I plan to die having enjoyed every last nickel. For me, that means filling my life with travel and meaningful experiences. Mind you I have already traveled a lot which means I am comfortable loosening the purse strings.
Thankfully for humanity, and like many of my cynical Gen X counterparts, I opted out of pro-creation. I figure there’s enough intergenerational trauma going around so best to let that (and our money) die with us.
An inheritance (might be) like winning the lottery.
Though I say with certainty that I’ll die with zero, the truth is that it’s impossible to predict. But seeing Boomer money patterns means I’ll hopefully recognize them and substitute another way before it’s too late to change:
- Continued asset accumulation at the expense of enjoying life
- Delaying dream experiences or waiting until it’s too late
- Working in a job you hate
- Obsessive frugality when you have millions
- Denying those near you who need support when you have the means
- Leaving money to people who you’ll never see enjoy what you left them
Most of us are unconscious of our money mindsets. Through awareness, we can free ourselves and use money as a tool for good or generosity, or freedom.
WHAT’S THE FUTURE LIKE
In the next decade, a lot of money will change hands. And that is because the Boomers are dying with trillions they could have spent but didn’t.

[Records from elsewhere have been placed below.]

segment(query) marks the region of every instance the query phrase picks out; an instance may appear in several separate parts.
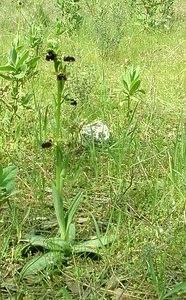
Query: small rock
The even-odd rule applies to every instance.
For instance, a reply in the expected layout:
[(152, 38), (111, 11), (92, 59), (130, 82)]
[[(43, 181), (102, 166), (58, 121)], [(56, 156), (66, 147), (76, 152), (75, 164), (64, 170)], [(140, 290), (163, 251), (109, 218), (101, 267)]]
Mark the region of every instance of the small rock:
[(94, 123), (84, 125), (80, 131), (82, 145), (86, 146), (92, 139), (96, 144), (102, 142), (108, 142), (110, 138), (110, 132), (108, 127), (102, 121), (96, 121)]

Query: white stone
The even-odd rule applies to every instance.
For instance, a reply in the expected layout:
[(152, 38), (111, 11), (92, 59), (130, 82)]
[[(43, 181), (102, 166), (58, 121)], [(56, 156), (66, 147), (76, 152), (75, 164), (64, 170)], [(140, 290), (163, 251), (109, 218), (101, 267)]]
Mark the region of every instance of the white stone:
[(91, 142), (92, 139), (95, 143), (108, 142), (110, 132), (108, 127), (102, 121), (84, 125), (80, 131), (81, 141), (83, 145)]

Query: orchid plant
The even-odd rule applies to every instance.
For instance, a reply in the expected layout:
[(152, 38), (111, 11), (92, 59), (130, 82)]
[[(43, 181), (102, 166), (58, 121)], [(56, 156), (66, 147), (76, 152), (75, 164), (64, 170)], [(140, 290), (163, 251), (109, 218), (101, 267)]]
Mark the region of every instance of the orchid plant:
[(82, 199), (82, 193), (77, 193), (75, 198), (69, 204), (68, 210), (65, 212), (64, 203), (65, 197), (63, 192), (65, 174), (67, 173), (67, 166), (63, 165), (63, 150), (60, 146), (60, 132), (61, 132), (61, 107), (65, 100), (64, 90), (67, 81), (67, 64), (74, 62), (73, 57), (59, 58), (53, 49), (48, 50), (46, 56), (47, 61), (53, 61), (54, 71), (57, 82), (57, 96), (55, 99), (55, 182), (52, 184), (54, 209), (59, 225), (60, 236), (57, 237), (43, 237), (37, 235), (29, 235), (26, 241), (29, 245), (34, 247), (42, 247), (46, 250), (42, 255), (34, 257), (22, 269), (21, 276), (29, 277), (51, 265), (66, 260), (72, 253), (88, 252), (97, 253), (98, 248), (104, 247), (108, 243), (114, 241), (115, 236), (101, 236), (98, 225), (93, 217), (96, 226), (97, 238), (83, 242), (75, 240), (75, 224), (73, 219)]

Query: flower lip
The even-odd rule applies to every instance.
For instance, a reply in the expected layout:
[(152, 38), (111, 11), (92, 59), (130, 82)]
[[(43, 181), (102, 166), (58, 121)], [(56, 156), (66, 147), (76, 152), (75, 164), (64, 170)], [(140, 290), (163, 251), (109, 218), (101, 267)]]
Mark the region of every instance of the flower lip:
[(76, 106), (77, 105), (77, 101), (76, 100), (71, 100), (70, 104)]
[(43, 149), (45, 149), (45, 148), (50, 148), (50, 147), (52, 147), (52, 145), (53, 145), (53, 141), (52, 141), (52, 140), (49, 140), (49, 141), (43, 142), (42, 145), (41, 145), (41, 147), (42, 147)]
[(66, 80), (67, 80), (66, 74), (64, 74), (64, 73), (59, 73), (59, 74), (57, 75), (57, 80), (63, 80), (63, 81), (66, 81)]
[(73, 98), (69, 98), (68, 95), (64, 96), (64, 99), (68, 102), (70, 102), (70, 105), (74, 105), (76, 106), (77, 105), (77, 101), (74, 100)]
[(74, 62), (76, 60), (73, 56), (64, 56), (63, 61), (65, 61), (65, 62)]
[(57, 58), (57, 54), (53, 50), (48, 50), (48, 53), (46, 55), (46, 60), (55, 60)]

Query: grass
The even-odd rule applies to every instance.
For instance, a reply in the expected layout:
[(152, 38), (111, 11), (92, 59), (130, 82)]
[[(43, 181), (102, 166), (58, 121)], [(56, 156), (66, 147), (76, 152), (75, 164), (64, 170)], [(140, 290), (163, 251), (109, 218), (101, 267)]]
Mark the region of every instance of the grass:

There is a profound sadness to that, isn’t there?
When we think of winning the lottery, we imagine the ease of spending the money. We have all dreamt of it, but the Boomers are a living testament that spending is not that simple.
I find it ironic that so many lottery winners blow all their money, while those with lottery-sized savings hoard it.
If you think you’ll be inheriting money in the coming years, take some time to think about what you’ll do with the money. Read books and talk to experts or trusted friends. Challenge your thinking about the kind of life and experiences you’d like to create. If there’s still time, consider enjoying more time with your parents.
The last few years have been a powerful teacher. A continued reminder is that when we’re future-focused, we sometimes miss out on what’s in front of us.
How many times have you had these thoughts:
- When the pandemic ends, I’ll….
- When prices drop, I’ll…
- Once inflation stabilizes, I’ll…
- When I save X amount of money, I’ll…
In other words:
Don’t let the future steal your present.